As Garegnani (1990a) points out in a related context, the above begs the question.Why should I worry that Garegnani has strange views on the nature of "time".

"As far as I am concerned, in describing certain models, in which some initial endowments of capital goods are taken as part of the givens, as "short run", I am merely following traditional neoclassical terminology (Garegnani 1976, Milgate 1979, Petri 2004). Michael, of course, provides no rationale for his proposed change in terminology."

Such as Arrow? Debreu? Hahn? Lucas? Prescott? If you need a rationale why I think the data of the world (modulo some qantum effects) are fixed at a point in time requires argument? Ouch.

I think I am only echoing the literature, e.g.: "This arbitrariness of excess demand implies that monotone equilibrium comparative statics and global stability of equilibria under tatonnement will only result from the imposition of a limited set of conditions on preferences and endowments" (Brown and Shannon 1998).That´s a statement about the

classof all A-D-models not a statement about all models. Of course there are general equilibrium models with unique equilibria, nice convergence properties and so on. Maybe, you should also read the part of papers with all those symbols in it.I don't know why Michael takes, say, Garegnani (2000, 2005a, and 2005b) and Schefold (2005a and 2005b) to be about non-tannonement dynamics.I was talking about your paper. It didn't mention any other critique (citing papers is something else).

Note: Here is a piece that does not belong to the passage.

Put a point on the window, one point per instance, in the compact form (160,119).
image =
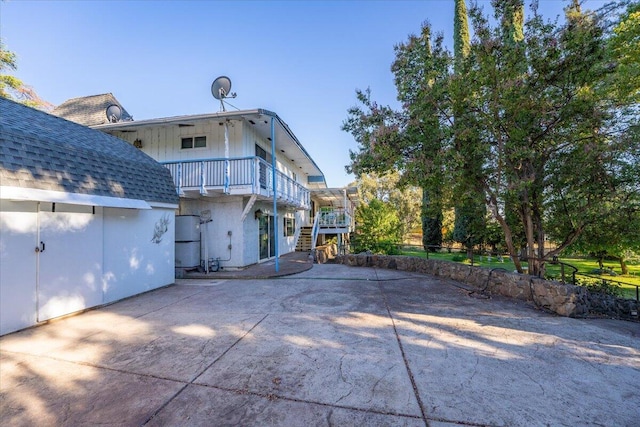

Pasinetti (2000) points out the non sequitur in concluding about reswitching: "as if the difficulties, when they are already known could, by this very fact, acquire a justification for being ignored, no matter whether they crop up in a different context, where they are reiterated and extended."Where did I say they could be ignored?

I think I'll stick with Frank Hahn (1982): "Sraffa's work shows that certain simplified routes [on which full neoclassical equilibrium is supposed to come about] are very risky and not free from logical difficulties".Nice. I was born in 1982. Of course that is long ago. This routes aren't mainstream anymore. Of course Hahn has a very different view of Sraffa and the Sraffians.